Here are some brief bits of news - offered on a regular basis - from and about the San Francisco Silent Film Festival and the world of silent film:
1) The staff of the SFSFF have been hard at work on the schedule of films, programs, special guests and signings at this summer's silent film festival. This not-to-be-missed event is set to take place July 15-18th at the Castro Theater. And, as the final pieces to programming puzzle fall into the place, interesting patterns emerge.
Take, for example, the author signings. Two local authors with self-published books will be debuting their new work at this year's event. They are Donna Hill, who will be signing her gorgeous new pictorial Rudolph Valentino, The Silent Idol: His Life in Photographs. We've see this forthcoming book and it is something special! (Also signing along with Donna Hill is renown biographer and past Festival guest Emily Leider - author of Dark Lover: The Life and Death of Rudolph Valentino. Leider wrote the introduction to Donna Hill's book.) Also debuting at the Festival is a new edition The Diary of a Lost Girl, by Margarete Bohme. Thomas Gladysz has written an introduction, edited and published a special "Louise Brooks edition" of this 1905 book which was the basis for the G.W. Pabst directed film of the same name. The Diary of a Lost Girl has been out of print in the United States for more than 100 years.
2) A couple of DVDs will also be making their debut at this year's Festival. For the first time anywhere, the public will have a chance to purchase the restored Chicago (1927), which is forthcoming from Flicker Alley. Chicago played at the 2006 Winter event - and thrilled the audience. Also on sale at the Festival will be a limited edition DVD release of Elaine Mae Woo's documentary, Anna May Wong: Frosted Yellow Willows. It has played around the world - including Pordenone, to great acclaim.
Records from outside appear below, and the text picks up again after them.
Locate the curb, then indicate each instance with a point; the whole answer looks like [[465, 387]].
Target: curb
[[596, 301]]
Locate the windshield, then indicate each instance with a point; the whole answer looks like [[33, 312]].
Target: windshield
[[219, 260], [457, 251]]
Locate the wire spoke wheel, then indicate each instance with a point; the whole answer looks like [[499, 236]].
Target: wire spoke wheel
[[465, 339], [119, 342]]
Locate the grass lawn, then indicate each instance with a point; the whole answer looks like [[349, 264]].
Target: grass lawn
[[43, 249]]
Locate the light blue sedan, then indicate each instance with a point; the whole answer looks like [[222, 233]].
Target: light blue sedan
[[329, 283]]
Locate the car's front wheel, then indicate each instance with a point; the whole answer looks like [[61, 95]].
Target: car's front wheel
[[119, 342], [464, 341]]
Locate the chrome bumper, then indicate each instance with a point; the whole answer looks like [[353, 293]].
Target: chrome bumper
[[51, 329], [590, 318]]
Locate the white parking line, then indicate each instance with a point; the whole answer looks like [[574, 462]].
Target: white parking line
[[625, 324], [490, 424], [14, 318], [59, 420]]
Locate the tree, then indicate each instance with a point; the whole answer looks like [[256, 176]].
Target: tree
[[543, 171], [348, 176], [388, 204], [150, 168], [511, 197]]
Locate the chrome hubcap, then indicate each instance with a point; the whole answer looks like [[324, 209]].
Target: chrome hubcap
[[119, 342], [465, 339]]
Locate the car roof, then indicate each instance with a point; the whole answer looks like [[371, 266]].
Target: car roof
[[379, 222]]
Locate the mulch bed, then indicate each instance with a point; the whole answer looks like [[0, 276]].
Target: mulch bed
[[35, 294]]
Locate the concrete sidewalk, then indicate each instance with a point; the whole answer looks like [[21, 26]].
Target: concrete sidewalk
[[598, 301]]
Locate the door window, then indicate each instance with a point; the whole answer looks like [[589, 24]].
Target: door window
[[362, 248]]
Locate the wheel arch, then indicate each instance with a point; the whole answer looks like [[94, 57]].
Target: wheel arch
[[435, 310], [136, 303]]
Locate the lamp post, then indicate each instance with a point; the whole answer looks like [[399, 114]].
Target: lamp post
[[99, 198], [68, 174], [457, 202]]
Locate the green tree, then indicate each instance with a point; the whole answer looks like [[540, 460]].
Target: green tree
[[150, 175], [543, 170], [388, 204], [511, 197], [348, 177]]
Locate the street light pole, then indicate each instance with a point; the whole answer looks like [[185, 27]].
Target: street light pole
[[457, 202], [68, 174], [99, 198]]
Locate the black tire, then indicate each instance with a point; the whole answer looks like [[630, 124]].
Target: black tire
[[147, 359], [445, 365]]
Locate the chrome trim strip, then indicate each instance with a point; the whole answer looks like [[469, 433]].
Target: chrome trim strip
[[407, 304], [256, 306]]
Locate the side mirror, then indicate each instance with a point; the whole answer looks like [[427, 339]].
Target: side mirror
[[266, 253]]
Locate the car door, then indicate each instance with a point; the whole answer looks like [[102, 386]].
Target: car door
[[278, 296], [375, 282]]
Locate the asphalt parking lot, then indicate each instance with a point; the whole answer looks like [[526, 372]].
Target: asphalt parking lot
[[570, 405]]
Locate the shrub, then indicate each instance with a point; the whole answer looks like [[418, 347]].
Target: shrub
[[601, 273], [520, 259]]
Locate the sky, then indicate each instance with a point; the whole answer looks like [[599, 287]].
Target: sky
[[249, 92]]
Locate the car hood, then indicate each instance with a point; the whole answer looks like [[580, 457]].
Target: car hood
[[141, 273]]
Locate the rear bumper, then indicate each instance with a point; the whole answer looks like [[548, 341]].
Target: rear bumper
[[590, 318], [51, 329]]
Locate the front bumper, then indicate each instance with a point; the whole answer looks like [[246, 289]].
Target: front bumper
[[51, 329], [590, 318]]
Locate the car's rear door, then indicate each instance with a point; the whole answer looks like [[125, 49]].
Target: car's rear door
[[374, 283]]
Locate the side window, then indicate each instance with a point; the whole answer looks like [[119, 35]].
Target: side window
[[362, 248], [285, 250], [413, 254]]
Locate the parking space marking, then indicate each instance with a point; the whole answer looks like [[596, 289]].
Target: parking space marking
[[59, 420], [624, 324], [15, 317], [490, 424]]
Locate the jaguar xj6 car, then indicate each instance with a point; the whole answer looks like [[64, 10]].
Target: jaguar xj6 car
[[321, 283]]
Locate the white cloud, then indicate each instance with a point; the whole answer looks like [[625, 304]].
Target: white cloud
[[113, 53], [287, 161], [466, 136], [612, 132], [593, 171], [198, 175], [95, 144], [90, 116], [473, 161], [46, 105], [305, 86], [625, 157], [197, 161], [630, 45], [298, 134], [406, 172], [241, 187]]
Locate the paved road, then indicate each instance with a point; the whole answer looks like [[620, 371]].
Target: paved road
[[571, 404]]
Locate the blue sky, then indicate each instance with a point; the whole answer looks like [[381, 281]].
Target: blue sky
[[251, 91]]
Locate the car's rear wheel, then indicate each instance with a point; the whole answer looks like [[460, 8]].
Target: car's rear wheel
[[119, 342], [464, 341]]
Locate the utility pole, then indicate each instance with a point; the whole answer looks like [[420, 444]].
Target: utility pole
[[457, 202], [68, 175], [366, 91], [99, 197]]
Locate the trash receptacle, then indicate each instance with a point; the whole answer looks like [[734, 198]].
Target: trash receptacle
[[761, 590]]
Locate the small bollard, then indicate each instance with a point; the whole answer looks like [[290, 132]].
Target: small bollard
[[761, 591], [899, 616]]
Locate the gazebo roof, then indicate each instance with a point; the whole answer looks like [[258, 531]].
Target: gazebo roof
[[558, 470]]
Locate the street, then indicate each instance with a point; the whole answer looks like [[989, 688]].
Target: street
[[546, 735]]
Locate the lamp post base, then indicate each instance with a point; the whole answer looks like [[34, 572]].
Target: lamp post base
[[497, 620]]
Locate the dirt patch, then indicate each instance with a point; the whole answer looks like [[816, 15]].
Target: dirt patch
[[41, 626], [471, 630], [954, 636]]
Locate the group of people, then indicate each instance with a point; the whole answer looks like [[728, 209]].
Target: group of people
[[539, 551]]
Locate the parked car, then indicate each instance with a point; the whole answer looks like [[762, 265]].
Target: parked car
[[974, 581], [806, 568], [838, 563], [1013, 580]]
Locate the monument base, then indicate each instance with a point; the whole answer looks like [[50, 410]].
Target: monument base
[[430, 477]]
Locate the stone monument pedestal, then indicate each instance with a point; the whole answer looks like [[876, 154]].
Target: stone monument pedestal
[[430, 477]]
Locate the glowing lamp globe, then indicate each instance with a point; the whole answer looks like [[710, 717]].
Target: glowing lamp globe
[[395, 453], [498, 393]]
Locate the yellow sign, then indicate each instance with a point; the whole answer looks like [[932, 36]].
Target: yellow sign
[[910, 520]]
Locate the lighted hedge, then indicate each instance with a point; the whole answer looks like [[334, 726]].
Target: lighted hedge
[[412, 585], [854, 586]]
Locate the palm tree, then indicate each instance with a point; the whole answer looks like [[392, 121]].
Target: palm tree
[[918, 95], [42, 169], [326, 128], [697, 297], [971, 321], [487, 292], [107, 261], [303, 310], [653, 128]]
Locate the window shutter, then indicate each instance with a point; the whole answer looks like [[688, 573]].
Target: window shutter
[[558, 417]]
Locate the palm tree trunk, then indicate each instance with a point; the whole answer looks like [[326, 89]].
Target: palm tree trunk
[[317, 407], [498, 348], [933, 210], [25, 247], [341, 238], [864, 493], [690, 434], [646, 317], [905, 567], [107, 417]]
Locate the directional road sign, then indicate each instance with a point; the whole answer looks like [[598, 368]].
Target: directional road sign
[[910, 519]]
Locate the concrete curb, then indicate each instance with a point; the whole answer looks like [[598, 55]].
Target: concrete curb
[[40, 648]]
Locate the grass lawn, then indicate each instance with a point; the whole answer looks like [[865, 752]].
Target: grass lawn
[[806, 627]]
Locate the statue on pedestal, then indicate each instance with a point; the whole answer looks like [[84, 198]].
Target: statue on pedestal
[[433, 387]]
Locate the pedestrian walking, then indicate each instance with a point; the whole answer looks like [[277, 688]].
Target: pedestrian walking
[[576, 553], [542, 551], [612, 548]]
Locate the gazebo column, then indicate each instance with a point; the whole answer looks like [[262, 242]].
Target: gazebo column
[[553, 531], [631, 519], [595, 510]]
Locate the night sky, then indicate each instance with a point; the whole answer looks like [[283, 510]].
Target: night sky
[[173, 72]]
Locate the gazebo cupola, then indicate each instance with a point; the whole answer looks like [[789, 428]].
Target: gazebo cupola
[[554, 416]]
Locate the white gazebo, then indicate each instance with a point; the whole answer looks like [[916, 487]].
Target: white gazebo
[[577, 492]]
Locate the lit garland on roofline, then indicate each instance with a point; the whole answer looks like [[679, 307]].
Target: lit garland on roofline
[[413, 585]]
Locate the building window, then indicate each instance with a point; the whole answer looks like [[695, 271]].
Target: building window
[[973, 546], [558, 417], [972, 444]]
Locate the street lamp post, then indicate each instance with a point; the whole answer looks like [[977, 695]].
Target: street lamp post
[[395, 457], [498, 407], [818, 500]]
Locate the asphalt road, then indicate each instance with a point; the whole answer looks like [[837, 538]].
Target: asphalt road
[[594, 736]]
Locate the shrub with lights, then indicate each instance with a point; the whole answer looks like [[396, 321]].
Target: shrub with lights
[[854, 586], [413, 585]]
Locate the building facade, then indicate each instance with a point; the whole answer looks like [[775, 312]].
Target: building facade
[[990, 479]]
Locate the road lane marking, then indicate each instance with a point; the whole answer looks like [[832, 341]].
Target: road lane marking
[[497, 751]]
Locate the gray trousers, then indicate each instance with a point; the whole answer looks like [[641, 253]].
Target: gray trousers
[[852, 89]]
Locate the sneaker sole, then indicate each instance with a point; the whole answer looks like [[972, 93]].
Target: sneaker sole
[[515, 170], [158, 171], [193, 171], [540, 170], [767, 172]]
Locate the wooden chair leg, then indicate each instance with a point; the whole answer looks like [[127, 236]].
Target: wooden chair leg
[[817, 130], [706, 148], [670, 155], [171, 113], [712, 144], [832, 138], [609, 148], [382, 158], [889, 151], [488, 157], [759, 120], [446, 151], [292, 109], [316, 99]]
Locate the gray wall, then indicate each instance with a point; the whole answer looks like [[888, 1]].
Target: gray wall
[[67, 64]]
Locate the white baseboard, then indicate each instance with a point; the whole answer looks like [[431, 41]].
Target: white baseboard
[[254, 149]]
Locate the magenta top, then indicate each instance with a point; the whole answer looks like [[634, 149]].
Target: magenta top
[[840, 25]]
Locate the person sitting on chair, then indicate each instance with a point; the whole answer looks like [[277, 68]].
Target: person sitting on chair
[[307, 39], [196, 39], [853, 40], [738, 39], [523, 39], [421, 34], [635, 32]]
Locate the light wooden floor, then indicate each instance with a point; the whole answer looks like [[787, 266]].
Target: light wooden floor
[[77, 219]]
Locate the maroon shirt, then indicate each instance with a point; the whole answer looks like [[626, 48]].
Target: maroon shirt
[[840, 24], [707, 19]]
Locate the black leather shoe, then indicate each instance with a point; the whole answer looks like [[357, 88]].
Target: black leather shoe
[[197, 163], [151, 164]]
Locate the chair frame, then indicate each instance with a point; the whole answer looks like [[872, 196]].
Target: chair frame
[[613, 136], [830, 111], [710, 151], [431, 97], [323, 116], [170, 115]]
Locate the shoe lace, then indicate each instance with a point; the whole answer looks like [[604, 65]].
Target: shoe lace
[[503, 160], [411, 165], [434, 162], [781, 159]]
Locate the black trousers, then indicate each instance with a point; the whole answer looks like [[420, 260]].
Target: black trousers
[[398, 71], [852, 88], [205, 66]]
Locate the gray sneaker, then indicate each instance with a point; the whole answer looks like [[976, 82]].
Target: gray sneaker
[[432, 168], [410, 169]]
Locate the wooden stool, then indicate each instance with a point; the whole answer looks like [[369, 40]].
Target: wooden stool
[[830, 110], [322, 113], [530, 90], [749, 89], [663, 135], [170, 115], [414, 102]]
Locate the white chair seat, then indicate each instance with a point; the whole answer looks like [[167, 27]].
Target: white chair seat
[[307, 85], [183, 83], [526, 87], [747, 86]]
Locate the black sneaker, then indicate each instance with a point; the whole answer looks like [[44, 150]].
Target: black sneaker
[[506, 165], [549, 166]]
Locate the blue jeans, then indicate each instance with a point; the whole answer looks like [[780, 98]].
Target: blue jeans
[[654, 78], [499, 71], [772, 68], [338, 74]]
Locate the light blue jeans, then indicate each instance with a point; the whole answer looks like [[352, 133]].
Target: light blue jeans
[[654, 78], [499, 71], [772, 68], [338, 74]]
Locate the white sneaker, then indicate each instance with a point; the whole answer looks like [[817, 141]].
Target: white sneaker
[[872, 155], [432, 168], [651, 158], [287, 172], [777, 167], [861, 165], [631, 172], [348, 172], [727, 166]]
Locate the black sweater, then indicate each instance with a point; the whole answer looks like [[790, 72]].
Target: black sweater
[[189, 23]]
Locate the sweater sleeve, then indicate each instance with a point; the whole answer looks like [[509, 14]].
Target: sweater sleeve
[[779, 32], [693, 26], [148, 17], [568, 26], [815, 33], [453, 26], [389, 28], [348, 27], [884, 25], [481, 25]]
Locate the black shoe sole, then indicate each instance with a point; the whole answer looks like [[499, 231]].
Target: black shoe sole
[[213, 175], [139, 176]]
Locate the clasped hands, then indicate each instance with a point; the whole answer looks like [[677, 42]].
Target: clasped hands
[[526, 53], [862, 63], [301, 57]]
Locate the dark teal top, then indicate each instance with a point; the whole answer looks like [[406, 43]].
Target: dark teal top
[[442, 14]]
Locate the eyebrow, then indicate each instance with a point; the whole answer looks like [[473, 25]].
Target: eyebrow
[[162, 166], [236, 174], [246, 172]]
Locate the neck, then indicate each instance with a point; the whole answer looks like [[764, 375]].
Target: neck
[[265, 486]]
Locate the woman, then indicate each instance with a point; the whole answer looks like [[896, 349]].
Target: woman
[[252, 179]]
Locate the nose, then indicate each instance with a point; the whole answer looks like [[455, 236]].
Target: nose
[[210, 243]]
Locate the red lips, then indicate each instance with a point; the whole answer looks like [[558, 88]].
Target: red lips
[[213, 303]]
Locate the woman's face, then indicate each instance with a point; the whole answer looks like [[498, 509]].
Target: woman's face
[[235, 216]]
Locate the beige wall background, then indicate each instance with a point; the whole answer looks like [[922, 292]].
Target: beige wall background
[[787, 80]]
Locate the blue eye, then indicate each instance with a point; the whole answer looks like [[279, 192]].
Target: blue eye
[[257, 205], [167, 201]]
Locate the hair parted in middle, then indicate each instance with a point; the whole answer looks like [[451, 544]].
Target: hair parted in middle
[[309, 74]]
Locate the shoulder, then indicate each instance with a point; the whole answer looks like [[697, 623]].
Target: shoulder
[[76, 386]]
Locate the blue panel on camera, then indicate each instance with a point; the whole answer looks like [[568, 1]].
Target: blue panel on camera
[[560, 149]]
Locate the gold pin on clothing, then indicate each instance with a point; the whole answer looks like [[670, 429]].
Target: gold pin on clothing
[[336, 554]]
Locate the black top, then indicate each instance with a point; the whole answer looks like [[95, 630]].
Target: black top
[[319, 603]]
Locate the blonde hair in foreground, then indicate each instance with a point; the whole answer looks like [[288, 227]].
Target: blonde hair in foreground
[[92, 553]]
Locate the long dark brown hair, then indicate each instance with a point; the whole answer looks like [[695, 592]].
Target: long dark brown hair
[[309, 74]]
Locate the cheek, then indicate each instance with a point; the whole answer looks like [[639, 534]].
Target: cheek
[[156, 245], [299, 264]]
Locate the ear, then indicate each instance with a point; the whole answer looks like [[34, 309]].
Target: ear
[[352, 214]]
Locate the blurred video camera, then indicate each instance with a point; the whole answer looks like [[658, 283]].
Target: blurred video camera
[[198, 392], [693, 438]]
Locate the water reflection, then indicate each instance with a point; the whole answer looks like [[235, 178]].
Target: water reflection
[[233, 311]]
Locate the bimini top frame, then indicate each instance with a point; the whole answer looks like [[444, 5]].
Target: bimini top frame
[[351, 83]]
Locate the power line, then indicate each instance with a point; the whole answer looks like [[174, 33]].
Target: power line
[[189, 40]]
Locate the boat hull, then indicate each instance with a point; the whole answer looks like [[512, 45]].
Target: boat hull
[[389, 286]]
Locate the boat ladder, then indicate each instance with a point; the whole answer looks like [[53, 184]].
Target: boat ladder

3) The unlikely star of this year's San Francisco Silent Film Festival may well be Fritz Rasp. "Who" you may ask? Fritz Rasp (1891 – 1976) was a German film actor who appeared in more than 100 films between 1916 and 1976. His notable films include roles in Warning Shadows (1923), The Love of Jeanne Ney (1927), Spies (1928), Woman in the Moon (1929), and Threepenny Opera (1931). Most of those just mentioned films were directed by either Fritz Lang or G.W. Pabst.
Rasp also appears in TWO films being shown at this summer's Festival. Rasp plays Meinart, the creepy pharmacist who seduces Thymian (played by Louise Brooks), in the Pabst directed Diary of a Lost Girl (1929). Rasp also has a role as the "Thin Man" in the Lang directed Metropolis (1927). Many of the scenes in Metropolis in which Rasp appears are part of the footage long thought lost until their recovery in 2008.